A vingt-six ans (1929), elle envoie  « David Golder » aux éditions Grasset. Henri Muller, chargé de lire le manuscrit, racontera : Dès que j’eus achevé mon rapport je regardai la fiche de l’auteur dans le livre des manuscrits; il y avait le simple nom d’Epstein, et une adresse poste restante. Le lendemain, Grasset (…) écrivait à l’auteur pour lui annoncer qu’il le publierait avec joie, lui demandant de passer de toute urgence pour signer son contrat. Et puis, nous attendîmes trois semaines; au point que l’un de nous, devant ce silence insolite, proposa de faire passer une annonce dans les journaux : « Cherche auteur ayant envoyé manuscrit aux Editions Grasset sous le nom d’Epstein. »

Le roman publié, la critique est élogieuse. Irène décrit le milieu d’affaires des juifs d’origine russe. David Golder ne doit sa réussite qu’à sa force de caractère impitoyable. Il apparaît comme une caricature du juif radin, boursicoteur, sans coeur. Elle force même les traits physiques. La communauté juive est choquée. Une journaliste juive, elle-même d’origine russe, Nadia Gourkinkel, lui dira : « Votre ouvrage dépeint une société juive à tel point rebutante que l’opinion juive s’en est émue. » Irène essaie de se défendre en évoquant deux arguments : d’abord que, juive elle-même, on ne peut la taxer d’antisémitisme; d’ailleurs dit-elle à propos de ses personnages « c’est ainsi que je les ai vus ». Les antisémites se réjouissent, proclamant « l’écrivain perspicace. » Le livre sera adapté au théâtre et au cinéma.

L’année suivante, Grasset publie « Le bal »qui oppose une adolescente à ses parents. L’adaptation au cinéma révèlera Danielle Darieux.

En 1939, Irène, son mari et ses enfants se convertissent au christianisme. Elle n’a jamais expliqué ce qui avait motivé cette conversion. Pour certains, elle aurait pensé que sa famille serait protégée des persécutions nazies s’ils n’étaient plus juifs. Jonathan Weiss pense plutôt à un choix spirituel, l’adhésion à l’idée chrétienne d’abnégation. Il précise aussi qu’elle ne connaissait quasi rien de la religion juive et qu’elle ne pouvait pas imaginer que la France ne soit pas la terre d’accueil par excellence. Paradoxalement, c’est après sa conversion qu’elle sera hantée par la condition juive « le juif victime de forces qui lui échappent ». Désormais,  elle se montrera sensible au passé du peuple juif et à sa souffrance.

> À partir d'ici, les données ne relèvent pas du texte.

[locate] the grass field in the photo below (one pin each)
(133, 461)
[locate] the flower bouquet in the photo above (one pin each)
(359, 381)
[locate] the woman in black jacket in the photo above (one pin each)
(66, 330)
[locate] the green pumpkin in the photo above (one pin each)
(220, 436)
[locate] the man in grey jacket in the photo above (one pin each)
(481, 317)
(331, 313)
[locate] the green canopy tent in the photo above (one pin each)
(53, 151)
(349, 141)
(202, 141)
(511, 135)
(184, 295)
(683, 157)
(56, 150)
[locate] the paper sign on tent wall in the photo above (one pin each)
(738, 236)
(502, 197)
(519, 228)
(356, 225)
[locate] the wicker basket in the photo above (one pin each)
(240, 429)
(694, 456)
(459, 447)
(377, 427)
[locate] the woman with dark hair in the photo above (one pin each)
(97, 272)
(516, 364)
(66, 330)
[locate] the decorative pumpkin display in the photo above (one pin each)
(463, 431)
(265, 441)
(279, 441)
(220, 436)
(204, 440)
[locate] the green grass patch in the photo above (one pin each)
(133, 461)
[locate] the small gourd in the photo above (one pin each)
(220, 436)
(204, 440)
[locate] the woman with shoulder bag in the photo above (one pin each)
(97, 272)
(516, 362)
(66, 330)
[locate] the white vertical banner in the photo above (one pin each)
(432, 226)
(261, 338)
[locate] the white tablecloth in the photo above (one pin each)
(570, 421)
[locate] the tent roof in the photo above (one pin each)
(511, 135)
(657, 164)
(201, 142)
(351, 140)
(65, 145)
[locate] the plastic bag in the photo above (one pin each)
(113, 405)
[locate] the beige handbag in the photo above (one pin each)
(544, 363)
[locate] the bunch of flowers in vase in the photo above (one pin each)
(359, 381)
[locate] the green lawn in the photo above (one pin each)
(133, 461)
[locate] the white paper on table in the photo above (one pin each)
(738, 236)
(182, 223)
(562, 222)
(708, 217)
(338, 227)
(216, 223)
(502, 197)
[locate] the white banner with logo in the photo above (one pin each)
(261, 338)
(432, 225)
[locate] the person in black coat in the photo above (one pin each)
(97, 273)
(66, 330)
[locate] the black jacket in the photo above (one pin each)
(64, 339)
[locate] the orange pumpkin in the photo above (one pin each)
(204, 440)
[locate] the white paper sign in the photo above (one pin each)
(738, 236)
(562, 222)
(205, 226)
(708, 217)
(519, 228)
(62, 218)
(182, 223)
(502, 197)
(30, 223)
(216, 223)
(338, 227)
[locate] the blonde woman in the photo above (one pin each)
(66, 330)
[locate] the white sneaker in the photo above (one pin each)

Victimes des lois antisémites promulguées en octobre 1940 par le gouvernement de Vichy, Michel Epstein ne peut plus travailler à la banque et Irène est interdite de publication. Depuis le printemps, la famille est installée à Issy-l’Evêque. Ils portent l’étoile jaune. Irène travaille à une oeuvre de grande envergure, un roman-fleuve, qui devait comporter cinq volumes : « Suite française ». Seuls les deux premiers volumes écrits avant son arrestation seront publiés soixante ans après sa mort.

Elle est arrêtée le 13 juillet 1942, par la gendarmerie française, puis déportée à Pithiviers, puis à Auschwitz où elle meurt le 19 août 1942 du typhus. (D’après certains auteurs, elle est gazée.) Son mari est arrêté en octobre 1942, déporté à Auschwitz et gazé dès son arrivée, le 6 novembre 1942. Ses filles seront cachées par des amis. « Suite française » sera publié en 2004.